Seu feitiço foi interrompido por João, que atacou a bruxa lançando uma labareda de fogo em sua direção. A bruxa bloqueou o ataque e revidou lançando-lhe um feitiço de cor verde, mas o homem bloqueou o feitiço. Os corvos voaram na direção de João e o derrubaram. 

Estupefaça! - gritou Hugo. lançando um feitiço na bruxa que o bloqueou. 

Veruska também bloqueava feitiços lançados por Maya com bastante facilidade. Ao perceber a habilidade da bruxa em se defender, Hugo mirou a varinha em seu chalé e gritou: incendio! Uma labareda de fogo saiu de sua varinha e deixou a casa em chamas. Veruska virou-se em desespero e saltou um berro: "Não! Minha casa não!" 

Petrifico Totalus! - gritou Maya atingido a bruxa distraída. 

Veruska paralisou instantaneamente e caiu dura no chão.

Accio! - disse Hugo apontando a varinha para o colar de búzio, que se soltou do pescoço da bruxa e voou até sua mão.

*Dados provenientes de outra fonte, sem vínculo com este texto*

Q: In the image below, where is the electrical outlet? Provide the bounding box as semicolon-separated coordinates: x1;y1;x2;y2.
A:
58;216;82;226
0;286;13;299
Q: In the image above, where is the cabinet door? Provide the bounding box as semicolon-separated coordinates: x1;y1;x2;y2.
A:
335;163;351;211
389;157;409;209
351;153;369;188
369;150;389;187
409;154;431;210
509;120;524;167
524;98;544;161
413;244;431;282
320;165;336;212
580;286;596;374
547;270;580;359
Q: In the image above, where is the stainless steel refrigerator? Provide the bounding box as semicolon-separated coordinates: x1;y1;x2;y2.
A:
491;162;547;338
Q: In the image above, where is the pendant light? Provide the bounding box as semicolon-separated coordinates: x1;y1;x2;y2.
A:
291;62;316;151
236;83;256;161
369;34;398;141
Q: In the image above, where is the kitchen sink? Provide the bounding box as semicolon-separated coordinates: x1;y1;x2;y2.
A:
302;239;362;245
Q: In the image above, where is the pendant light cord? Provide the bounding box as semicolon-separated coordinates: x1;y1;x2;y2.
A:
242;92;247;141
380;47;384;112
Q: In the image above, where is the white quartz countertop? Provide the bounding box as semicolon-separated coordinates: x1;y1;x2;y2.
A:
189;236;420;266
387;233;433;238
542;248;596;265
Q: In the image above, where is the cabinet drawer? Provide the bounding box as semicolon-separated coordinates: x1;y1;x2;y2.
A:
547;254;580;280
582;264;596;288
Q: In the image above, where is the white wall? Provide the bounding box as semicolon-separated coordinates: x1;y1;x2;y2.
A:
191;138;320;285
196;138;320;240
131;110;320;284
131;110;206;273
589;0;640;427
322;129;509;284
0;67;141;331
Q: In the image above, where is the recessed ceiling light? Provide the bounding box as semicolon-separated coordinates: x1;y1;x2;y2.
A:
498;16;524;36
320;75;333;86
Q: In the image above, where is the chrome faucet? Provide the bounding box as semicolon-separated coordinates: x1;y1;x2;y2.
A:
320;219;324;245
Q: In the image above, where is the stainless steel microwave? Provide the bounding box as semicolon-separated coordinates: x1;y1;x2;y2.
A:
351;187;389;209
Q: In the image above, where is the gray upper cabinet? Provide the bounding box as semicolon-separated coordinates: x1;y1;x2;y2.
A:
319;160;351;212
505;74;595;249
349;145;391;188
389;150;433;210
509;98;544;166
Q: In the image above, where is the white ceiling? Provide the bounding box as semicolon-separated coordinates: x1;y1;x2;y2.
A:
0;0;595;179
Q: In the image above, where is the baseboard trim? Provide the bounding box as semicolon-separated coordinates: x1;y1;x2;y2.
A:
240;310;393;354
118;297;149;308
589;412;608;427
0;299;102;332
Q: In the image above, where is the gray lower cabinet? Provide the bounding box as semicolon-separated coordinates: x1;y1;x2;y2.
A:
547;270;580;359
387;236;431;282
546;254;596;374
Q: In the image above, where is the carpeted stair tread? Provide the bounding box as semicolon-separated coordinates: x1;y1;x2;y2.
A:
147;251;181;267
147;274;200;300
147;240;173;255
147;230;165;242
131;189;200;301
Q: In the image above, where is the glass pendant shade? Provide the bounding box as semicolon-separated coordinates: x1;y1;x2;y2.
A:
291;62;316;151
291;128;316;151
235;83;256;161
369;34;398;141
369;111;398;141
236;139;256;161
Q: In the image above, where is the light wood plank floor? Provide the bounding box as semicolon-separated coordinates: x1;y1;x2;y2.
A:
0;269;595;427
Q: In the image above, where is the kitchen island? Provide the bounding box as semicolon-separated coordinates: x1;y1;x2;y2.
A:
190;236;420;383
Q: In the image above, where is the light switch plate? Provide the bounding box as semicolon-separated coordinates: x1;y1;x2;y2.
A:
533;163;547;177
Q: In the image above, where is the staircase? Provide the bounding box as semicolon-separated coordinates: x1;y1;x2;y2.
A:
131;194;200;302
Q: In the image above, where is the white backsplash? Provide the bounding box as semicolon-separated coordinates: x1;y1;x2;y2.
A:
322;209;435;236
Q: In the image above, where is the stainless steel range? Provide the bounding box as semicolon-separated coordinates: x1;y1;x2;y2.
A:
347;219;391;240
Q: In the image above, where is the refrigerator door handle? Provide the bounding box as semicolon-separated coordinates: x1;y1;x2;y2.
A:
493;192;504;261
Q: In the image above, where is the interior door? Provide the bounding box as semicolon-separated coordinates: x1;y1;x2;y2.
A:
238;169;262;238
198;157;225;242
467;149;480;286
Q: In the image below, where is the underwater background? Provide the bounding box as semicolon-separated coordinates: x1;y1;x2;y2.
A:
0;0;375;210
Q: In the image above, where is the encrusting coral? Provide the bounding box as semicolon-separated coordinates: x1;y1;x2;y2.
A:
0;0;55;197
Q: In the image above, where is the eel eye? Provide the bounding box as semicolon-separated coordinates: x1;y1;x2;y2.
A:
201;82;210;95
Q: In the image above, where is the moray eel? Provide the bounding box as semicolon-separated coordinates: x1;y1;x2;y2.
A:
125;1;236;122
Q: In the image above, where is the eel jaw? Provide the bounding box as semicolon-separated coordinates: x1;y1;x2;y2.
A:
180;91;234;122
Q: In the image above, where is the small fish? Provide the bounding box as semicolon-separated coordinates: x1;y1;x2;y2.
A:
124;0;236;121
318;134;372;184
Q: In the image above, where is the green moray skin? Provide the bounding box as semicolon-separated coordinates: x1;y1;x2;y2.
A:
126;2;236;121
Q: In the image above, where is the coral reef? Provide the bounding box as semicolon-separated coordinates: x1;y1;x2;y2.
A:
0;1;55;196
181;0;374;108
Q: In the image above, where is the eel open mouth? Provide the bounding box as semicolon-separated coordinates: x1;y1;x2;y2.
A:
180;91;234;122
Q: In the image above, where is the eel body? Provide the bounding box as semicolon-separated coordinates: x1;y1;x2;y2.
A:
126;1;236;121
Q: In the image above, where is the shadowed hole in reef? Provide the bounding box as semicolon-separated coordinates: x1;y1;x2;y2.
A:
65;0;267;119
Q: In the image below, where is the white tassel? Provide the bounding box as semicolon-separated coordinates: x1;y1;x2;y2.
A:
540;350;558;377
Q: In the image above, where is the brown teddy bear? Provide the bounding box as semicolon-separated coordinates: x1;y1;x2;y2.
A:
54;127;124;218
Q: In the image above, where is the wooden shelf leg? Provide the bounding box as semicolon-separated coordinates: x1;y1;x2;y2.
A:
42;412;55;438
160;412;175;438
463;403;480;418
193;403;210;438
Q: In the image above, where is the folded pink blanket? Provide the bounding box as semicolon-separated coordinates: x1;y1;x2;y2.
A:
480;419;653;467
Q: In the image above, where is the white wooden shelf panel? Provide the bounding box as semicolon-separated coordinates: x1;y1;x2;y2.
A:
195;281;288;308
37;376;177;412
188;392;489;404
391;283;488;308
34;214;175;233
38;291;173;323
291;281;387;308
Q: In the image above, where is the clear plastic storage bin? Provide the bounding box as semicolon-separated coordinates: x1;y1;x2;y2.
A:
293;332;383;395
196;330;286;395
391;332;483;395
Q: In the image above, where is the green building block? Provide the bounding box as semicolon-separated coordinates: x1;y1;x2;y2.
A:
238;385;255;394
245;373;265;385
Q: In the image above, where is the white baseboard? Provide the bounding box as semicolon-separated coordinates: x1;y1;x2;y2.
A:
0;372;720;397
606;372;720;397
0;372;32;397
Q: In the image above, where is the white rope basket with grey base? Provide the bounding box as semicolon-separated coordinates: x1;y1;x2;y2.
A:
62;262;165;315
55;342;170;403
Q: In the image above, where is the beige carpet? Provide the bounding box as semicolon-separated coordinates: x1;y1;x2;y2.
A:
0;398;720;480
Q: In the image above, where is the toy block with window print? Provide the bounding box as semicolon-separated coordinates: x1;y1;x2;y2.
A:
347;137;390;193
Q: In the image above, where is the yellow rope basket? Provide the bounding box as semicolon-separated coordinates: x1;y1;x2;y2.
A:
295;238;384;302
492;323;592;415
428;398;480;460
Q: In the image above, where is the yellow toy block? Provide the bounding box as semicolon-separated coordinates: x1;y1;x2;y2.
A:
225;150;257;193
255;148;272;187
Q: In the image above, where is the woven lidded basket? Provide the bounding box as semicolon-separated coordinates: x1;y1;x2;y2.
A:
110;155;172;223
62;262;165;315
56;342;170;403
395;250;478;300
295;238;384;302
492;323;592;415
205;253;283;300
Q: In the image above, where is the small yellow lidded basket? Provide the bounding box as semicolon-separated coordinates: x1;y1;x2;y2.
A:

Hugo correu em direção a João e Maya o ajudou. Usaram labaredas de fogo lançados por suas varinhas para espantar os corvos e correram pela trilha de volta ao bote. Com a pouca força que lhe restava, João se transformou em boto e mergulhou no rio. Agarrou a corda presa ao bote e o arrastou pela superfície do rio acima, com os dois jovens a salvo sobre ele.